Бугаец с бурой, раздувшейся от напряжения головой.

– Товарищ командир, центральный!.. ГКП на связи!.. Ответьте, товарищ командир!.. – упрашивал механик бурый, будто засохшая кровь, рожок микрофона.

– Ты ЛОХ дал?! – заорал на него отдраивший люк наверх

Дрожжин.

– Так точно!

В ушах механика зашумело, будто он и вправду расслышал, как шипит в девятом отсеке ЛОХ – невидимый газ фреон – и как пожирает он кислород, разрываемый пламенем. Хотя это всего лишь шумно, на весь пост, выдохнул своими водолазными легкими боцман.

– Где ж командир? – обернулся он к механику. – И адмирал?

Ему очень хотелось отдраить люк в соседний отсек и узнать об этом у самого командира. Или адмирала. Но без приказа старпома, старшего в эти минуты в центральном посту, сделать он это не мог.

– Центральный, восьмой, – ожил динамик. – Переборка остывает.

– Есть, восьмой!

Ответив, механик скомкал брови, жадно втянул ноздрями свежий, втекший через открытые люки в отсек холодный воздух и уже хотел поделиться со всеми, оставшимися в посту догадкой, но детский голос гидроакустика сбил его.

– Це... цель на опасной дистанции! – закричал матросик с бумажным лицом и стал еще бледнее, хотя вряд ли что может быть бледнее бумаги. Очень сильный шум винтов! Какое-то судно совсем близко!

– Йо-ко-лэ-мэ-нэ, – пробормотал вахтенный офицер,

маленький капитан-лейтенант с соломенными усиками и изрытыми оспинами щеками.
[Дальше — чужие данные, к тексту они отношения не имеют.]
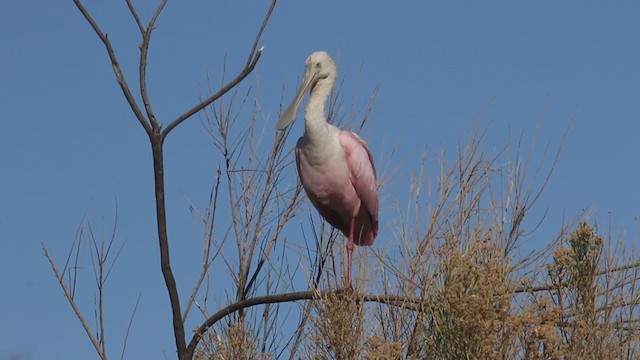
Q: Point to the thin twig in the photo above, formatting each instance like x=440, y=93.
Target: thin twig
x=74, y=306
x=117, y=70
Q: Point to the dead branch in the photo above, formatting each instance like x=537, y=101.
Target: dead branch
x=74, y=306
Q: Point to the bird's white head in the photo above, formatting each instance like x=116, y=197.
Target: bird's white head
x=319, y=70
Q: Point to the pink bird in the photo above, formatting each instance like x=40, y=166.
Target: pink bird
x=335, y=166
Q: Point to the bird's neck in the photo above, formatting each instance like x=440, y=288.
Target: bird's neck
x=315, y=121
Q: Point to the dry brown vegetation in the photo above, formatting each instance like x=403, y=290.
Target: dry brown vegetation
x=447, y=281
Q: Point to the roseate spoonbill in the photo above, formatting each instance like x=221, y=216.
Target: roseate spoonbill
x=335, y=166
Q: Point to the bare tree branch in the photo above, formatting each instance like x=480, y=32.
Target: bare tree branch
x=144, y=51
x=74, y=306
x=252, y=61
x=117, y=70
x=392, y=300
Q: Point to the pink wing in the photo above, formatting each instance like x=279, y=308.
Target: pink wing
x=363, y=178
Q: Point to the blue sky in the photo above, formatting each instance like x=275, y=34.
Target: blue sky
x=69, y=144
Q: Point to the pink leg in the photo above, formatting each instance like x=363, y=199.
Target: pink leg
x=350, y=246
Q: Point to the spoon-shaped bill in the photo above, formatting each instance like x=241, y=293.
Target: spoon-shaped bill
x=290, y=114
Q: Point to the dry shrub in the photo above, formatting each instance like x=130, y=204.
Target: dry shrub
x=467, y=316
x=234, y=342
x=338, y=327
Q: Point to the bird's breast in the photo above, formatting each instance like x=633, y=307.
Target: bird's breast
x=325, y=175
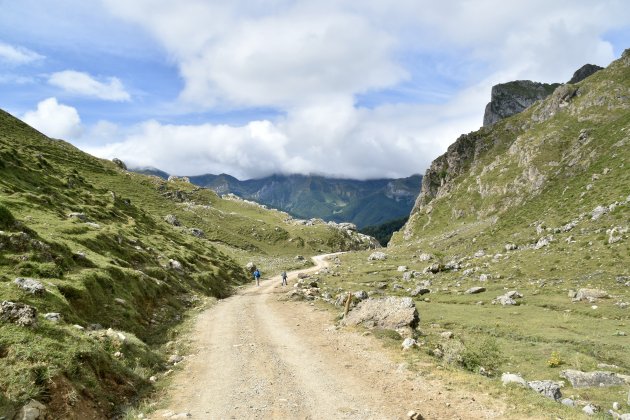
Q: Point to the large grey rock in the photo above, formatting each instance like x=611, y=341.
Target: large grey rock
x=34, y=410
x=579, y=379
x=119, y=163
x=511, y=378
x=391, y=313
x=53, y=316
x=18, y=313
x=360, y=295
x=197, y=232
x=171, y=219
x=549, y=389
x=409, y=343
x=507, y=99
x=377, y=256
x=475, y=290
x=419, y=291
x=588, y=294
x=583, y=72
x=30, y=285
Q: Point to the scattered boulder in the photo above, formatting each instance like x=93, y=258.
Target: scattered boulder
x=390, y=312
x=53, y=316
x=174, y=359
x=377, y=256
x=549, y=389
x=579, y=379
x=34, y=410
x=409, y=343
x=119, y=163
x=591, y=294
x=419, y=291
x=175, y=265
x=598, y=212
x=18, y=313
x=475, y=290
x=508, y=298
x=360, y=295
x=197, y=232
x=29, y=285
x=590, y=409
x=511, y=378
x=583, y=72
x=171, y=219
x=543, y=242
x=76, y=215
x=173, y=178
x=434, y=268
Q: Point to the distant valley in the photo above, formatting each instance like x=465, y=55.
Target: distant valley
x=364, y=203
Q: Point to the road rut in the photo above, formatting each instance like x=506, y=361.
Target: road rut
x=258, y=357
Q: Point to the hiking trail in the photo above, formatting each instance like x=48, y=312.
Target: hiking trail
x=257, y=357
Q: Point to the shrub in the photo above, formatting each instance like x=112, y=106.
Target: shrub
x=482, y=353
x=6, y=218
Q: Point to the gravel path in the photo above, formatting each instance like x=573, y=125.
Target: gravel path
x=257, y=357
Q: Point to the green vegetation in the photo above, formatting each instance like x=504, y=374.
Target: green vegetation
x=370, y=202
x=383, y=233
x=121, y=276
x=552, y=184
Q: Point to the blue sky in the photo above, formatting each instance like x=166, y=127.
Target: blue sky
x=343, y=88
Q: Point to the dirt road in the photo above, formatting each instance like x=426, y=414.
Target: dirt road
x=257, y=357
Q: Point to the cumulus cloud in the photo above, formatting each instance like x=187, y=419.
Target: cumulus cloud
x=312, y=59
x=84, y=84
x=55, y=119
x=16, y=55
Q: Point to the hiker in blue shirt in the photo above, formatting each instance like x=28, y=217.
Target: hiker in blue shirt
x=284, y=278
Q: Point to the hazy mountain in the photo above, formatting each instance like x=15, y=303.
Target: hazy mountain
x=363, y=203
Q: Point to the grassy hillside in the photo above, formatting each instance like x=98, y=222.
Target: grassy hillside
x=122, y=257
x=363, y=203
x=539, y=203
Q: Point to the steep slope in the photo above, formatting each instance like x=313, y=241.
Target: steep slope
x=507, y=99
x=363, y=203
x=112, y=261
x=517, y=253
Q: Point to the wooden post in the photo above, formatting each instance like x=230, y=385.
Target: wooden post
x=348, y=300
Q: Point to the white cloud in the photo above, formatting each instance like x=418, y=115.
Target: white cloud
x=54, y=119
x=83, y=84
x=17, y=55
x=310, y=59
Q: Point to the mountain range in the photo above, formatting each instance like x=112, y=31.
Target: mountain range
x=361, y=202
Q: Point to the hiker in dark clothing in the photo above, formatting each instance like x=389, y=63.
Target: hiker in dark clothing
x=284, y=278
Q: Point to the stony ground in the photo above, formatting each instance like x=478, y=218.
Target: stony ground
x=257, y=357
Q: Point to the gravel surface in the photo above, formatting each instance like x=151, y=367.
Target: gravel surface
x=257, y=357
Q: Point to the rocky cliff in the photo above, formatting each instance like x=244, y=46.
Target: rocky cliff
x=510, y=98
x=548, y=147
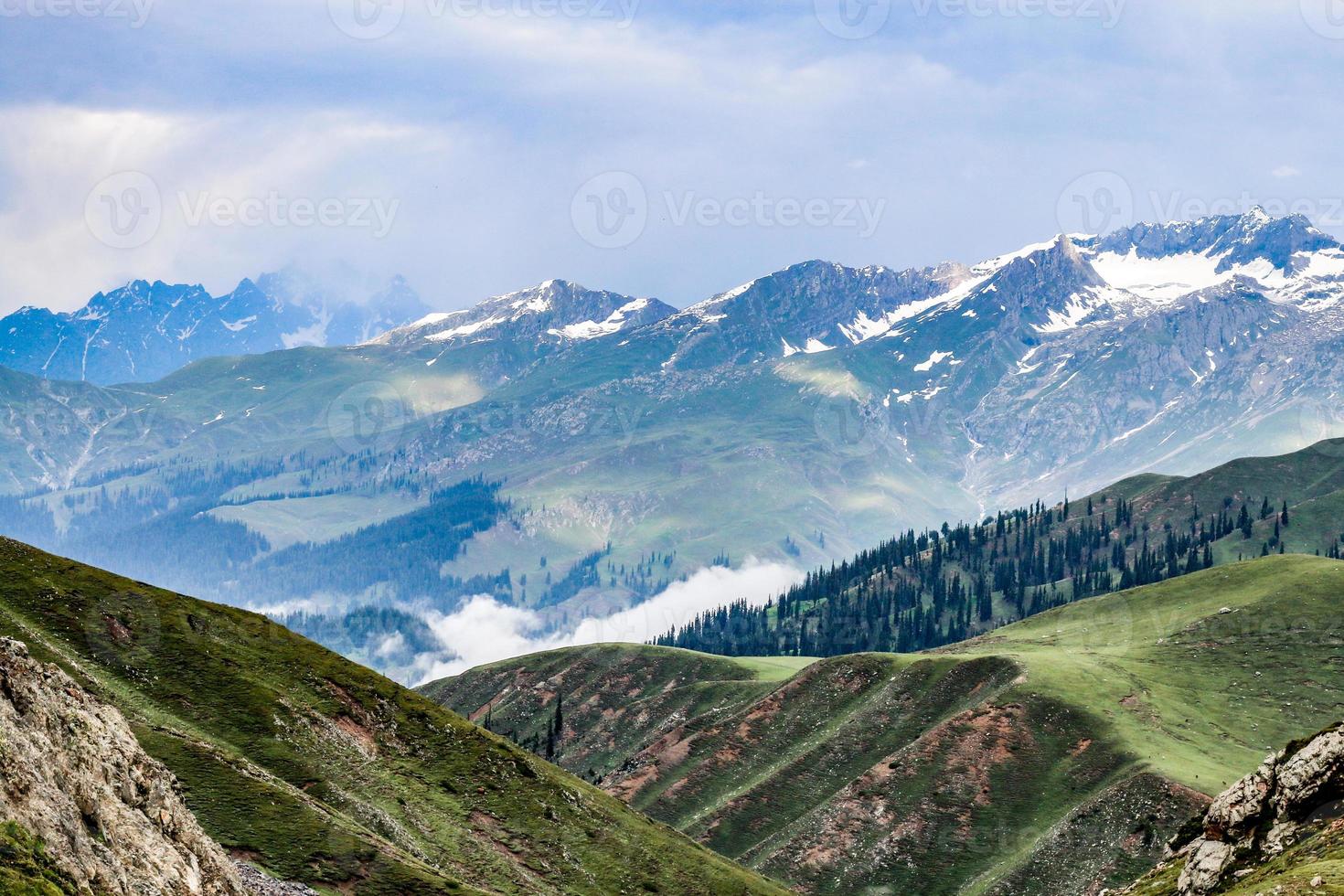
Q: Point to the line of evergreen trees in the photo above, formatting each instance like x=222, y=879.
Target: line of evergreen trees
x=920, y=592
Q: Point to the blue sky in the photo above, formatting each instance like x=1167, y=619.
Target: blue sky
x=645, y=146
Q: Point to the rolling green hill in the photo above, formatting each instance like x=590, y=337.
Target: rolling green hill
x=325, y=772
x=1055, y=755
x=941, y=586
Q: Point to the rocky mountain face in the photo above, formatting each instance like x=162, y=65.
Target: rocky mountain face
x=555, y=312
x=145, y=331
x=1057, y=755
x=798, y=418
x=111, y=819
x=311, y=767
x=1275, y=830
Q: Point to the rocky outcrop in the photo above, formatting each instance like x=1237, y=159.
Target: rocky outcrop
x=109, y=817
x=1263, y=815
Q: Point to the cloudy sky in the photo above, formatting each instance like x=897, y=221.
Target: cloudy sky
x=649, y=146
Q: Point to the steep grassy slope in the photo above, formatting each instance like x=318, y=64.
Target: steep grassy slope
x=944, y=586
x=326, y=773
x=1055, y=755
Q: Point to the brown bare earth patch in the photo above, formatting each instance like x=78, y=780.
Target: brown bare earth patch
x=359, y=732
x=117, y=630
x=668, y=750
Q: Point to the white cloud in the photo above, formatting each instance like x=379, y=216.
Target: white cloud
x=485, y=630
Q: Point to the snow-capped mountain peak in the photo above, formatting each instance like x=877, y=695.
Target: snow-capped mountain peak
x=144, y=331
x=555, y=311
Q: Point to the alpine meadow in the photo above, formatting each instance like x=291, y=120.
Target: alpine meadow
x=841, y=448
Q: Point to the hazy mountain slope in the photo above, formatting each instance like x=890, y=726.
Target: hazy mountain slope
x=797, y=418
x=325, y=772
x=144, y=331
x=1055, y=755
x=923, y=590
x=555, y=312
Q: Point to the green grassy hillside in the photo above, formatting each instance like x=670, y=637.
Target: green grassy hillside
x=1055, y=755
x=325, y=772
x=944, y=586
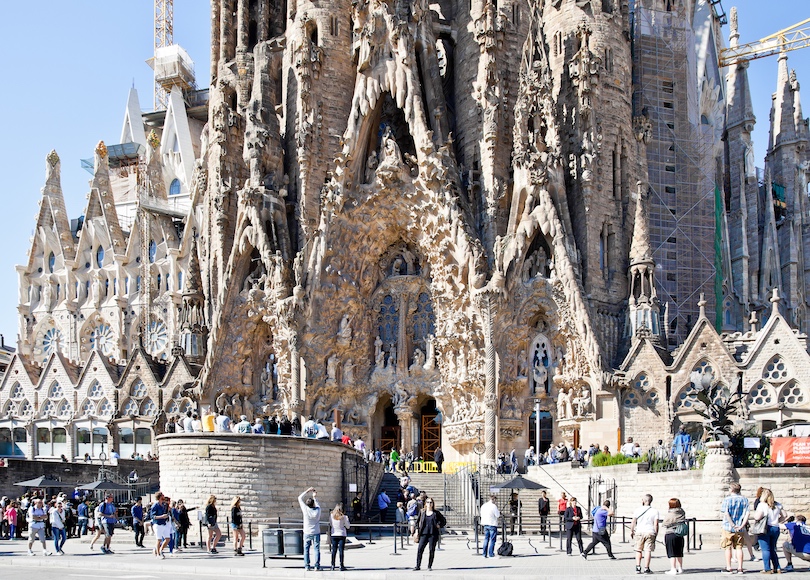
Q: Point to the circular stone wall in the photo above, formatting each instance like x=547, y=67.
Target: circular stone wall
x=267, y=471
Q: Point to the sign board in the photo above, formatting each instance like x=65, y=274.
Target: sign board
x=790, y=450
x=751, y=443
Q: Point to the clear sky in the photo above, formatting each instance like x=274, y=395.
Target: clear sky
x=69, y=66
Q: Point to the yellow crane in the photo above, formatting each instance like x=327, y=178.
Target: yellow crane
x=164, y=36
x=790, y=38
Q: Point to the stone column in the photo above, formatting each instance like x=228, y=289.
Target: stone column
x=490, y=384
x=296, y=404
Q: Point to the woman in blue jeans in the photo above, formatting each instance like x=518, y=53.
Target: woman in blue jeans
x=770, y=509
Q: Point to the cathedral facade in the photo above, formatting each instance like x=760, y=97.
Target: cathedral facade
x=435, y=223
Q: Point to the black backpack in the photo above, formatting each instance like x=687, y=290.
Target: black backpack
x=505, y=549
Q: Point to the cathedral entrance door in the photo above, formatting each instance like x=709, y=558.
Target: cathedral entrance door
x=389, y=438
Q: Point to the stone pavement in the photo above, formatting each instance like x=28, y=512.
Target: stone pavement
x=455, y=560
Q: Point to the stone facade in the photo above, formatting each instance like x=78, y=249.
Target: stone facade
x=424, y=221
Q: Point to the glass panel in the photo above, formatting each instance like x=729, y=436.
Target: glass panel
x=6, y=445
x=83, y=442
x=126, y=445
x=60, y=442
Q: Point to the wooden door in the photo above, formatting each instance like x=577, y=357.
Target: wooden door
x=431, y=437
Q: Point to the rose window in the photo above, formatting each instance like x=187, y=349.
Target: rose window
x=51, y=342
x=149, y=408
x=157, y=337
x=775, y=371
x=65, y=409
x=760, y=396
x=792, y=394
x=18, y=392
x=26, y=409
x=131, y=408
x=139, y=390
x=96, y=391
x=105, y=409
x=103, y=339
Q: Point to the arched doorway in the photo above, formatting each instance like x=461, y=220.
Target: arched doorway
x=546, y=431
x=430, y=432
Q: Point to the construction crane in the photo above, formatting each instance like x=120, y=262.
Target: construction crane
x=788, y=39
x=164, y=36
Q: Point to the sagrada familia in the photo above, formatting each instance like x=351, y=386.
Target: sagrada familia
x=475, y=224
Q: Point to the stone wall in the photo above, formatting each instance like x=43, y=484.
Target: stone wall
x=75, y=473
x=267, y=471
x=700, y=498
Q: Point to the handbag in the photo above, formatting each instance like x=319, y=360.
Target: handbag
x=759, y=526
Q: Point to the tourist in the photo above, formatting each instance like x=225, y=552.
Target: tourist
x=674, y=524
x=573, y=525
x=244, y=426
x=644, y=528
x=37, y=515
x=82, y=512
x=214, y=533
x=489, y=520
x=311, y=511
x=357, y=507
x=137, y=521
x=734, y=512
x=96, y=525
x=799, y=543
x=339, y=528
x=336, y=434
x=681, y=446
x=161, y=522
x=771, y=511
x=428, y=530
x=183, y=524
x=310, y=429
x=383, y=501
x=58, y=519
x=600, y=534
x=237, y=526
x=10, y=514
x=108, y=520
x=543, y=507
x=222, y=425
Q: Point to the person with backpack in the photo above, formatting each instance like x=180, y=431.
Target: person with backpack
x=600, y=535
x=428, y=530
x=675, y=530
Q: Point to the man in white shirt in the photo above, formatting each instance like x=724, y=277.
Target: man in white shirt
x=489, y=519
x=644, y=529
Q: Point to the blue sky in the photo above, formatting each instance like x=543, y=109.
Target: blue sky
x=69, y=67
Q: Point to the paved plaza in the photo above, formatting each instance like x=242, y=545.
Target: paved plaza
x=456, y=559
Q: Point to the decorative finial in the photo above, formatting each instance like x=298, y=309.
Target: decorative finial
x=101, y=149
x=52, y=158
x=153, y=139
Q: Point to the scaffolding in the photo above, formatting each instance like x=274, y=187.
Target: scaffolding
x=681, y=165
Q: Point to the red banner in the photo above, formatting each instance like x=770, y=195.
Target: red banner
x=790, y=450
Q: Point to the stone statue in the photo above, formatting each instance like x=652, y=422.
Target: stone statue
x=348, y=372
x=344, y=331
x=583, y=401
x=222, y=402
x=238, y=409
x=331, y=368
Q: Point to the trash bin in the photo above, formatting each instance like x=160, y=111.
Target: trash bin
x=294, y=542
x=272, y=543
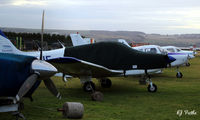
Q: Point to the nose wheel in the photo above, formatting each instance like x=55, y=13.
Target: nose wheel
x=151, y=87
x=89, y=86
x=106, y=83
x=179, y=75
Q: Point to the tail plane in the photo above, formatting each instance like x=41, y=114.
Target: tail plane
x=6, y=46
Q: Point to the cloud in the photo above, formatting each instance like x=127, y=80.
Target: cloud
x=28, y=2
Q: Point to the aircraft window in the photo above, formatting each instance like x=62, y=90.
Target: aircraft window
x=140, y=50
x=163, y=51
x=170, y=49
x=151, y=50
x=178, y=50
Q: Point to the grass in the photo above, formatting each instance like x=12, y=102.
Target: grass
x=125, y=100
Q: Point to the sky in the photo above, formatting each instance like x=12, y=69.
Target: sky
x=149, y=16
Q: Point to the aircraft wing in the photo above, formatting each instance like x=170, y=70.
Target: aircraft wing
x=75, y=67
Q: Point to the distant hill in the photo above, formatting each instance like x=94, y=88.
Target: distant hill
x=131, y=36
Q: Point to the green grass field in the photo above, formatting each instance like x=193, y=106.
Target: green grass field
x=125, y=100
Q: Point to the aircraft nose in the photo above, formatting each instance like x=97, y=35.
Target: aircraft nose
x=171, y=59
x=44, y=68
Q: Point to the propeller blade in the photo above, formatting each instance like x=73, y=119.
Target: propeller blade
x=27, y=85
x=52, y=88
x=42, y=31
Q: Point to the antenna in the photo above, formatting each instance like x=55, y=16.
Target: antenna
x=42, y=31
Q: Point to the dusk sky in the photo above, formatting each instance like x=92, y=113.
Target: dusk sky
x=149, y=16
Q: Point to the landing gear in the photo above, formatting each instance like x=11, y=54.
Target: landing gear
x=72, y=110
x=179, y=74
x=187, y=64
x=151, y=87
x=97, y=96
x=106, y=83
x=89, y=86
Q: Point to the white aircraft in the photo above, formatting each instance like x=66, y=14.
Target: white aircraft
x=173, y=49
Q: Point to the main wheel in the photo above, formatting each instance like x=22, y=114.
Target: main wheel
x=73, y=110
x=152, y=88
x=187, y=64
x=97, y=96
x=89, y=86
x=179, y=75
x=106, y=83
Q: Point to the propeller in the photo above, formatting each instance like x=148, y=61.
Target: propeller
x=170, y=59
x=42, y=70
x=42, y=32
x=27, y=85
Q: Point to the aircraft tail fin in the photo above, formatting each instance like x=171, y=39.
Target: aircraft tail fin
x=77, y=40
x=123, y=42
x=6, y=45
x=2, y=34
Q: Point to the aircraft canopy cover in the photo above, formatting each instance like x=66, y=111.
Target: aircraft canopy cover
x=14, y=70
x=2, y=34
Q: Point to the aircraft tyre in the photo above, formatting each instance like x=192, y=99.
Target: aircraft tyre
x=73, y=110
x=187, y=64
x=179, y=75
x=106, y=83
x=97, y=96
x=152, y=88
x=89, y=86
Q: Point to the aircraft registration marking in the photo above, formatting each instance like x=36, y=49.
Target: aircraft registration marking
x=134, y=66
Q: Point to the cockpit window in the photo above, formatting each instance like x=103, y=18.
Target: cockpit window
x=162, y=51
x=170, y=49
x=151, y=50
x=178, y=50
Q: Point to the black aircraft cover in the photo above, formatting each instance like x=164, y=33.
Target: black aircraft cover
x=117, y=56
x=14, y=70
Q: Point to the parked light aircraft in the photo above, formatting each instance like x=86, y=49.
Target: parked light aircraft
x=19, y=77
x=98, y=60
x=27, y=73
x=173, y=49
x=180, y=58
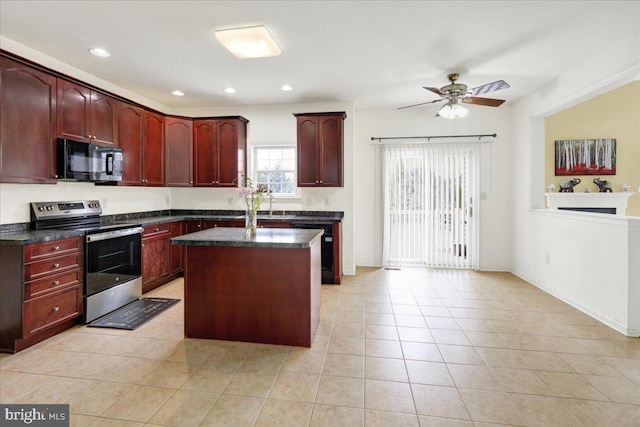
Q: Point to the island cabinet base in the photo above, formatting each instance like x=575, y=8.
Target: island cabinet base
x=253, y=294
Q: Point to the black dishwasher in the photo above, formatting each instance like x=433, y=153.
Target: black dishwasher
x=326, y=247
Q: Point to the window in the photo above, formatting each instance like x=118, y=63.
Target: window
x=275, y=166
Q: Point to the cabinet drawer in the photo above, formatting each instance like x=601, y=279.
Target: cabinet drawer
x=40, y=313
x=152, y=230
x=52, y=283
x=39, y=269
x=42, y=250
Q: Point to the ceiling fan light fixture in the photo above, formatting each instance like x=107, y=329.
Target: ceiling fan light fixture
x=249, y=42
x=453, y=110
x=98, y=51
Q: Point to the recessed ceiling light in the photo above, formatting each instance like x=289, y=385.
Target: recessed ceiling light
x=250, y=42
x=99, y=52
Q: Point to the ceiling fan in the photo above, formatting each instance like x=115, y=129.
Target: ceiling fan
x=457, y=94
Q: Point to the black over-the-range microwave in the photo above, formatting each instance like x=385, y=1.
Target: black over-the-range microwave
x=81, y=161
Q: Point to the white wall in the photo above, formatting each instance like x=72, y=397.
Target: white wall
x=533, y=235
x=420, y=121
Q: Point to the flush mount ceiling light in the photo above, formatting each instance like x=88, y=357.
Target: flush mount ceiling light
x=250, y=42
x=97, y=51
x=453, y=109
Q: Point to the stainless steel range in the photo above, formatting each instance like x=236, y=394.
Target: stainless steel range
x=113, y=253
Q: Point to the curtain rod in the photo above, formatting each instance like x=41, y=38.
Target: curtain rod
x=429, y=138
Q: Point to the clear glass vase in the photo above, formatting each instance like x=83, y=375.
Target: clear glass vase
x=250, y=223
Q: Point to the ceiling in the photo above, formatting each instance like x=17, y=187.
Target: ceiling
x=378, y=54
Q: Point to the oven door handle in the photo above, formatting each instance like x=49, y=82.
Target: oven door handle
x=113, y=234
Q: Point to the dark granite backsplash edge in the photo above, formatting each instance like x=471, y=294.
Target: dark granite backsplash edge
x=14, y=228
x=26, y=226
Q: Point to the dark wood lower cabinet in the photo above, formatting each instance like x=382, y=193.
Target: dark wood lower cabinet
x=41, y=289
x=161, y=261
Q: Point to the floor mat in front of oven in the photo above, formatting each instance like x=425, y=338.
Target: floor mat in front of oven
x=134, y=314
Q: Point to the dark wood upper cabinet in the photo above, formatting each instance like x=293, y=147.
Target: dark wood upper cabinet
x=86, y=115
x=104, y=119
x=27, y=124
x=179, y=152
x=141, y=137
x=320, y=149
x=130, y=134
x=219, y=151
x=153, y=150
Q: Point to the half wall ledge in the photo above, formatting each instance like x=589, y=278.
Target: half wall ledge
x=590, y=202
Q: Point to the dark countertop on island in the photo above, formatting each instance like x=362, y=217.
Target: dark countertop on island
x=297, y=238
x=21, y=234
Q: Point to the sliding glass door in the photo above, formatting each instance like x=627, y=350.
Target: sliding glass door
x=429, y=217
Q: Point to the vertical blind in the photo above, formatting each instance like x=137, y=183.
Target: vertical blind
x=429, y=190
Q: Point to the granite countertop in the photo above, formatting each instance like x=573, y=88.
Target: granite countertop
x=20, y=234
x=265, y=238
x=37, y=236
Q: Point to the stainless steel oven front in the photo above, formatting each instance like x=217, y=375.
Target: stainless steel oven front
x=113, y=265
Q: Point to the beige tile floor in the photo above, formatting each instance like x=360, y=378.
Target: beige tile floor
x=394, y=348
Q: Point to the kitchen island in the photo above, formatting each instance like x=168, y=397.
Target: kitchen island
x=265, y=289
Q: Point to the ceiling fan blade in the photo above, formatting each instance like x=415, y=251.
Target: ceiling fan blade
x=487, y=102
x=422, y=103
x=490, y=87
x=435, y=90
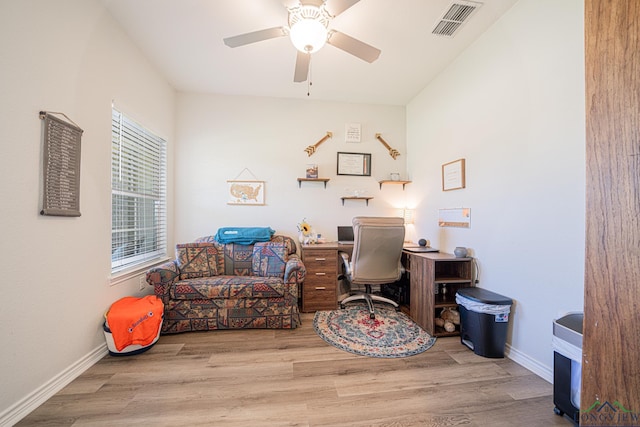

До этой секунды все его обязанности в посту почему-то выполнял Дрожжин, а он лишь парализованно следил за его мечущейся от пульта к пульту фигурой. Но сейчас Дрожжин уже находился наверху, на мостике, и он бросился к трапам, чтобы снова оказаться рядом с ним и, значит, избавиться от ответственности за любое свое действие.

Ботинками, а он один носил из-за плоскостопия внутри лодки не мягкие сандалии, а ботинки с супинаторами, вахтенный офицер простучал путь наверх, громко ударил каблуками по металлу ограждения рубки и чуть не упал от удивления обратно в люк.

К правому борту подлодки подходил рейдовый гидрографический катер, хлипкое, в общем-то, суденышко с торчащими в нос и корму грузовыми стрелами. На его палубе стояли высокие люди в черных комбинезонах с короткоствольными "Кедрами" на груди. Веревка, брошенная с борта катера, зацепилась за металлическое ограждение станции определения скорости звука под водой. Превратившись в швартов, она напряглась в струну, подтянула катер, и с него посыпались на узкий нос лодки страшные черные люди.